Palm for December delivery gained as much as 0.7 percent to 2,316 ringgit ($716) a metric ton on the Bursa Malaysia Derivatives and was at 2,306 ringgit by the midday break in Kuala Lumpur. Futures lost 4.1 percent this month after advancing the most in almost three years in August. Palm for physical delivery in October was at 2,330 ringgit yesterday, data compiled by Bloomberg show.
Shipments from the world’s second-largest producer rose 6.5 percent to 1.24 million tons in the first 25 days of September from the same period a month earlier, surveyor Intertek said today. Exports in August climbed 7.4 percent, the biggest gain since March, according to the Malaysian Palm Oil Board. The ringgit fell against the dollar for a fourth day.

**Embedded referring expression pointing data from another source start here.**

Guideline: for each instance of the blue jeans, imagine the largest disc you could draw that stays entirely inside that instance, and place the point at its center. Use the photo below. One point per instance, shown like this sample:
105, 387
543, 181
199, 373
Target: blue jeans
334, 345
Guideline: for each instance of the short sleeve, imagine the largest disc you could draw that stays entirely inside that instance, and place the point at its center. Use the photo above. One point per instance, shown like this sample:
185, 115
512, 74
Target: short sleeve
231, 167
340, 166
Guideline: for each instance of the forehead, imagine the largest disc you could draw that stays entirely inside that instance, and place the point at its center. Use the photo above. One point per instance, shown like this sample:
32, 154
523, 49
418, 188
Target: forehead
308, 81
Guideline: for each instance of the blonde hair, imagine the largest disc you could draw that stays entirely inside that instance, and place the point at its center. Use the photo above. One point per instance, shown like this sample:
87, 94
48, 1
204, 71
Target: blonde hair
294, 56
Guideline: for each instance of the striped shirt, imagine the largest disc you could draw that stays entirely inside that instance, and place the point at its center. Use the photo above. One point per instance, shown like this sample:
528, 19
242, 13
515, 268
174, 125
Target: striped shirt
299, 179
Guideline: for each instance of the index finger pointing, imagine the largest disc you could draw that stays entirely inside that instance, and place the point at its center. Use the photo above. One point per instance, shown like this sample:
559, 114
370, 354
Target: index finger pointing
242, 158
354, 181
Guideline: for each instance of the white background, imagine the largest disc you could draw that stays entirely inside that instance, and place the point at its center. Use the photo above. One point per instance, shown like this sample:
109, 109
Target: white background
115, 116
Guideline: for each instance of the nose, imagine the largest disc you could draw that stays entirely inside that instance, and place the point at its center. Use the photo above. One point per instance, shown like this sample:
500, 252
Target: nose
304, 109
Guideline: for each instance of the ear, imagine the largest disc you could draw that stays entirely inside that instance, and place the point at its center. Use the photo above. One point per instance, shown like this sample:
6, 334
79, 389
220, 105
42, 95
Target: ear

“A weaker ringgit makes palm oil cheaper for overseas buyers and refiners, hence likely to boost export demand,” said Say Hwa, head of investment at Phillip Futures Pte in Singapore.
Soybeans for delivery in November rose 0.3 percent to $13.17 a bushel on the Chicago Board of Trade. Soybean oil for December delivery gained 0.3 percent to 42.20 cents a pound.
Refined palm oil for January delivery was little changed at 5,416 yuan ($885) a ton on the Dalian Commodity Exchange. Soybean oil fell 0.2 percent to 7,070 yuan a ton.